Uzun bir aradan sonra merhaba değerli hemşehrilerim… Aktif gazetecilik hayatımı sonlandırmış olsam da; yine de ben Niğde için, Niğdeliler için,  hele hele Niğdeli gençlerimiz için yazmaya devam edeceğim…


Bu gün Ankara Hacettepe Üniversitesi'nde 19 yıl birlikte çalıştığım can dostum, sevgili kardeşimin telefonda sesini duydum. Bu telefon beni 25 yıl öncesine götürdü… Ayten Hanım'ın oğlu Çağrı, benim Ankara'da olduğum dönemlerde üniversiteli olmanın heyecanı içinde idi…

Bu gün duydum ki; Çağrı, ODTÜ'de Bilgisayar Mühendisliği okumuş, yurt dışında “Doktora” yapmış “Doçent”lik ünvanını almış... Bununla da yetinmemiş; gelmiş burnumuzun dibindeki Kayseri'ye, buradaki Abdullah Gül Üniversitesi'ne Bilgisayar Bilimleri Mühendisliği Bölümü'ne “Bölüm Başkanı” olmuş... Bu mutlu haberi ilk duyduğumda, yıldırım hızıyla geçen yıllarıma bir "Ah!.." çekmedim desem yalan olur…

Neyse sevgili dostlar, gelelim asıl konumuza: Çağrı ile telefonda sohbet ederken, bana Abdullah Gül Üniversitesi (AGÜ)'ni anlattı.  Bilgisayar Bilimleri Mühendisliği Bölümü, bu yıl ilk öğrencilerini alacakmış, kontenjanı ise 15 kişi. AGÜ yeni kurulan bir üniversite, çok bilindik değil. Ancak, sohbetin ilerleyen dakikalarında Çağrı bana öyle şeyler söyledi ki; bu bilgileri Niğde'min gençleriyle paylaşıp onları haberdar etmeden duramadım… Çünkü "Uzayan kol bizden olsun… Benim Niğde"min gençleri de bu nimetlerden faydalansın" istedim…

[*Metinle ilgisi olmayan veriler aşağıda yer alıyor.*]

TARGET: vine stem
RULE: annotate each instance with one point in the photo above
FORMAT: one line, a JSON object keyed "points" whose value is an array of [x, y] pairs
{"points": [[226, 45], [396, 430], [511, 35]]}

Telefonda konuştuklarımızı size kısaca özetlemek istiyorum: AGÜ Bilgisayar Mühendisliği bir Danışma Kurulu oluşturmuş  Bu kurulun üyeleri "dev firmalar" Google, MIT Harvard, IBM, Intel, Arçelik, Türk Telekom, Avea, Turkcel, Alcatel-Lucent, Ericson'da çalışan Arge Müdürleri'nden oluşuyormuş. Bu kurulun amacı AGÜ Bilgisayar Mühendisliği Bölümü öğrencilerinin "lisans eğitimi" sırasında (dikkatinizi çekmek isterim; "lisans eğitimi" sırasında) onlara staj ve iş imkanı sağlamak...

Durun daha bitmedi; Danışma Kurulu sunduğu staj ve iş imkanlarına ilaveten, başarı sırasına göre ilk 20 bindeki öğrencilerine aylık 900 ila 2 bin 300 TL arasında kesintisiz burs verecek.

Bu kadarla kalsa iyi; her öğrenciye birer Mac dizüstü bilgisayar, ABD'de bir dönem dil eğitimi, ABD'de mastır ve doktora bursu, Ayrıca hepsi yurt dışı tecrübeli güçlü akademik kadrosu ile başarılı öğrencilerine kariyer koçluğu sistemiyle daha lisans seviyesinde ArGe projelerinde yer alma fırsatı ve iş imkanları...
Ha, az daha unutuyordum; yurt da ücretsiz...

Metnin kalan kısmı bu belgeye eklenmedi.